Milo leans the axe against his leg and makes a pantomime of spitting into his palms, rubbing them together as his daughter groans. The totem at his feet has been reduced to a length of trunk around half my height. The rest has been piled into a throne, from which Lavinia reigns as Queen of Splinters. It's a title self-given, born from having to pull a sharp, little shard from the heel of her palms just one time too many. The Queen watches her father roll his shoulders and heft the axe. Before he swings, he asks, “What do you think? One swing or two?”

There's a little span of wood-and-bark that holds the totem's trunk together. Her Majesty steps down from her throne to give a royal inspection. She crosses her arms and frowns as she circles, deep in study. “Two,” she says decisively.

“Two?” Milo demands, affronted. His dark eyes glitter with humor. “Two?!”

“You've been chopping for a while,” the little queen explains, with a shrug and a smile hidden in the corner of her mouth. “maybe you're tired.” It's sly, how she says tired and means old. Sly to her, anyway.

With a shake of his head, Milo sets the axe down and leans on the handle. “So little faith,” he laments, as that hidden smiles reveals itself with a giggle. The sound of his daughter's laughter pulls a smile of his own across his face. It's in his voice when he asks, “What did I do to deserve this?”

Adelaide, who had until now sat beside me in silence, joins in the teasing by calling out, “I'll answer that!”

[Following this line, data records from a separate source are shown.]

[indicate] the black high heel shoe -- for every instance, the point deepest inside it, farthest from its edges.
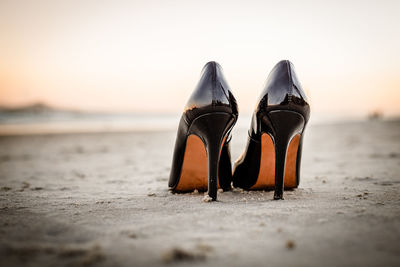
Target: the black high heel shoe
(273, 153)
(202, 142)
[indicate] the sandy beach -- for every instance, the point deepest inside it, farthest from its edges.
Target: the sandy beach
(101, 199)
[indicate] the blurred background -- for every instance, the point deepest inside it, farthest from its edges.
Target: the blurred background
(123, 65)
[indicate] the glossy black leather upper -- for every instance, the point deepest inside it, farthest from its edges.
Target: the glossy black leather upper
(282, 91)
(212, 94)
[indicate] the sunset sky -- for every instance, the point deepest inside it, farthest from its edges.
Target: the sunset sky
(147, 55)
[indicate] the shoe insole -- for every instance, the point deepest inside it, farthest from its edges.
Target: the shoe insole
(266, 175)
(194, 174)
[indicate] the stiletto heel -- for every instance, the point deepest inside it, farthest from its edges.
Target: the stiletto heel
(273, 152)
(212, 129)
(201, 156)
(286, 124)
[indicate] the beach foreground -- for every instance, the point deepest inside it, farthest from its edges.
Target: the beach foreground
(102, 199)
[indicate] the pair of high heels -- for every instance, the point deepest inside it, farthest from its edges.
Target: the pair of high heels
(272, 155)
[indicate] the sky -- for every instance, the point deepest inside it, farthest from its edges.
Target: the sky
(146, 56)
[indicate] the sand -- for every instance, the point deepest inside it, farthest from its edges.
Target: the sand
(102, 199)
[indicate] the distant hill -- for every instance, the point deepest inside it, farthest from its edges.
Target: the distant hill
(36, 108)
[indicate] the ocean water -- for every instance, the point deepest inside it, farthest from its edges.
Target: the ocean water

“Don't you dare!” Milo protests.

“Do it!” the Queen of Splinters shouts. Her green eyes are bright and eager. Adelaide stands and walks over to her family, putting her hand atop Milo's. Their eyes meet, and some soft and gossamer feeling travels between them in that silent moment.

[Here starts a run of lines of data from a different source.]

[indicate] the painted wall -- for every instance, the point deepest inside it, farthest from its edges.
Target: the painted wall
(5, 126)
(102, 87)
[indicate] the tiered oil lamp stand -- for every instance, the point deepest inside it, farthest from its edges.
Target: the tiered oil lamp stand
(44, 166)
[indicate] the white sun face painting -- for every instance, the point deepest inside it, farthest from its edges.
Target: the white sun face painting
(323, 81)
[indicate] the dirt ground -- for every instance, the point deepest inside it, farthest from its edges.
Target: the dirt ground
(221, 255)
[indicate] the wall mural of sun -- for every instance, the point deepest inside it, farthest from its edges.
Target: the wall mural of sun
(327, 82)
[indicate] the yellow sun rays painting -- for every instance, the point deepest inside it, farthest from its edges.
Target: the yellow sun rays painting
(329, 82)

“Your father,” Adelaide pronounces, “has no idea how to make tea!”

Milo gasps, betrayed.

Lavinia rolls her eyes, disappointed. “Does he let it steep for too long?” she asks. Her mother nods. “Of course he does,” she sighs, long-suffering. Milo, from the look of him, had no idea. From there they proceed to bickering, levying accusations against one another and defending themselves from the same. Charges of Leaving Clothes Laying About are flatly denied, while Being Too Protective of One's Vegetable Garden is more sidestepped.

If I burn the totem, and Adelaide is right, then I will bring a cruel and bloody doom to these people. I can't stop seeing them dead. Milo's, sundered of limb and head, left as bait to draw the rest in. Lavinia, pierced by talons keener than Cobalt steel, small and shattered in the grip of an eight-fingered hand. Adelaide, gutted and left to die in slow agony, using her life's last breaths to curse my name. Clarke, blue eyes dull and empty, icy star dormant for evermore.

Would it come then, having left me for last? Where would it find me? How would I react? Would I try to hide, to run, or to fight? I would like to think that I would stay defiant to the end, that I would die with knife in hand and hatred in my heart.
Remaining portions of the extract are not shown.